Pero los hebreos, estupefactos, se dieron cuenta de que ese Dios hacía algo más que, a la manera de un artista o arquitecto, expresarse en la belleza o inteligencia de su obra. Dios comenzó a dirigirles 'a ellos' la palabra. El antiguo testamento no es sino la acumulación de la experiencia de un pueblo que fue modelado por las palabras de Dios. Un pueblo que descubrió que Dios les hablaba a ellos, les dirigía la palabra.
Dios elige a Israel como a su interlocutor privilegiado y, en los acontecimientos y palabras de los profetas, le va lentamente revelando quién es, le va transmitiendo sabiduría respecto a las cosas de Dios y de los hombres: la ley, el camino, la norma -teología, filosofía y ética- y los apremia constantemente con su palabra en boca de los profetas.
Porque, normalmente, tampoco Dios habla telepáticamente, por medio de iluminaciones interiores, al hombre. El ser humano ha sido hecho para oír y hablar con palabras -sonoras o escritas- y a esto se ajusta Dios, quien por algo así lo ha creado.
Y allí está pues, santamente orgulloso, el pueblo de Israel, depositario para la humanidad de un conocimiento y de una sabiduría que jamás había alcanzado por sus solas fuerzas ningún pueblo de la tierra.
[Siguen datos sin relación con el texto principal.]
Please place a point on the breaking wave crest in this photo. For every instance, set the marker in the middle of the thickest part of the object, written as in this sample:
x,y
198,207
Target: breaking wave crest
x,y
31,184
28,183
Y, sin embargo, vean, eso no era nada comparado con lo que vino después. Porque la finalidad de Dios, lentamente trabajada en la historia respetando el tiempo humano, era, en la plenitud de los tiempos, no enseñar teología, ética, no llevar al hombre a la sabiduría, al conocimiento profundo, al comportarse bien, no a regalarle un manual, ni un código, ni un catecismo. No a comunicar conocimientos, sino a comunicarse Él mismo, Su propia Vida, más allá de la carne y de la sangre y de la voluntad del hombre, en comunión de amor y de amistad.
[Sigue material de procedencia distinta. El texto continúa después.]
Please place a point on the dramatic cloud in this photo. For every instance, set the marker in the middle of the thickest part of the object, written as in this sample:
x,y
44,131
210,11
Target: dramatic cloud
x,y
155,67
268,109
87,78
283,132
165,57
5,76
Porque, vean, eso es la esencia misma de Dios -como dice san Juan-: la caridad, el amor, la chifladura que tiene por regalarse, por comunicarse, por extender a otro su riqueza y su felicidad.
Eso es, de hecho, lo que explica esa fecundidad interna en Dios que lleva al Padre, necesariamente, a regalarse totalmente en el Tu del Hijo, de la Segunda Persona de la Trinidad y con el Hijo al tercero, al Espíritu Santo.
¡Cuántas cosas tendría que enseñarnos, decirnos, el que Juan haya elegido para nombrar a esa Segunda Persona -éxtasis perfecto del Padre, don total de Si mismo- Logos, Palabra, Verbo! ¡Que lejos de cualquier concepción matemática, lógica o intelectual del Verbo, del misterio trinitario! Misterio de amor. Porque misterio no del Padre que dice, que piensa, sino del Padre que Se dice, Se expresa, Se extrovierte.
Y es este hijo suprema extroversión del Padre, el que es proferido por Dios al hombre para ponerSe en comunión con él. Así lo dice la bien conocida epístola a los Hebreos: " de muchas maneras habló Dios anteriormente al hombre por medio de los profetas; ahora en los últimos tiempos lo ha hecho por medio de su Hijo" .
Y Jesucristo es ese Hijo, ese Verbo, ese Logos, esa Palabra, por medio de la cual Dios no sólo viene a enseñarnos conocimientos e indicarnos caminos, sino, sobre todo, a comunicarSe, Todo Él, a nosotros. No es que Dios revele: sino que Dios Se revela. No quiere ser el profesor, el conferencista, el soberano, el juez, el locutor. Quiere entrar en amistad con nosotros. Más allá de lo que pueda darnos de todo tipo de bienes, Se quiere dar Él, en comunión, para que nosotros podamos elevarnos a Su existencia y felicidad divinas, haciéndonos Sus hijos.
El que no ha entendido esto, el que sabe mucho catecismo y mucha teología y mucha moral y filosofía, el que solo cumple y reza a Dios recitando, pero no ha intentado nunca vivir, desde ya, el gozo de su cariño y amistad, la calidez de su palabra de amor en Jesús, todavía no ha entendido la maravilla y la alegría del ser cristiano.